Zbl 1036.11035)]) asserts that the number $\prod_{j=2}^{\infty} (1-1/d_j)$, where $d_2=4$ and $d_j=j^{d_{j-1}/(j-1)}$ for $j \geq 3$, is a Liouville number which is simply normal to no base. At the end of this chapter the author discusses a hypothesis of Bailey and Crandall which (although appears intractable) would imply that each of the constants $\pi, \log 2, \zeta(3)$ is normal to base $2$.
In Chapter 6 some problems of normality to different bases are investigated. In particular, the author proves the result of Schmidt asserting that if $r,s \geq 2$ are multiplicatively independent integers then the set of real numbers which are normal to base $r$ but not simply normal to base $s$ is uncountable. (The proof is given in the particular case $s=3$.) Some results of normality to non-integer bases are also discussed in this chapter. In Chapter 7 the author introduces and studies exponents of Diophantine approximation and gives some Diophantine results on the middle third Cantor set.

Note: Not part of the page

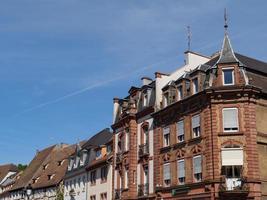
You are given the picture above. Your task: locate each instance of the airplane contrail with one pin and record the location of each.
(93, 86)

Chapter 8 mainly deals with the digital expansions of algebraic irrational numbers in base $b$. In particular, the author gives a proof of his result with {\it B. Adamczewski} [Ann. Math. (2) 165, No. 2, 547--565 (2007;

Zbl 1195.11094)] which asserts that $p(n,\xi,b)/n \to \infty$ as $n \to \infty$, where $p(n,\xi,b)$ stands for the number of distinct blocks of length $n$ in the $b$-ary expansion of the algebraic irrational number $\xi$. The expected value of $p(n,\xi,b)$ is $b^n$. A result of {\it D. Bailey} et al. [J. Théor. Nombres Bordx. 16, No. 3, 487--518 (2004;

Zbl 1076.11045)] on the number of non-zero digits in the $b$-ary expansion of such $\xi$ is also reproduced. In Chapter 9 the author discusses similar questions for “complexity” of continued fraction expansions of algebraic irrational numbers and surveys various results on the so-called $\beta$-expansions (which is now an active area of research). Chapter 10 contains a list of 61 open questions which are collected from various papers.
At the end of the book there are six appendices and more than forty pages of references. The reader may learn a lot from this book about various techniques used in this subject over many years (e.g., classical and metrical Diophantine approximation, combinatorics on words) and, in addition, find the proofs of some very recent results.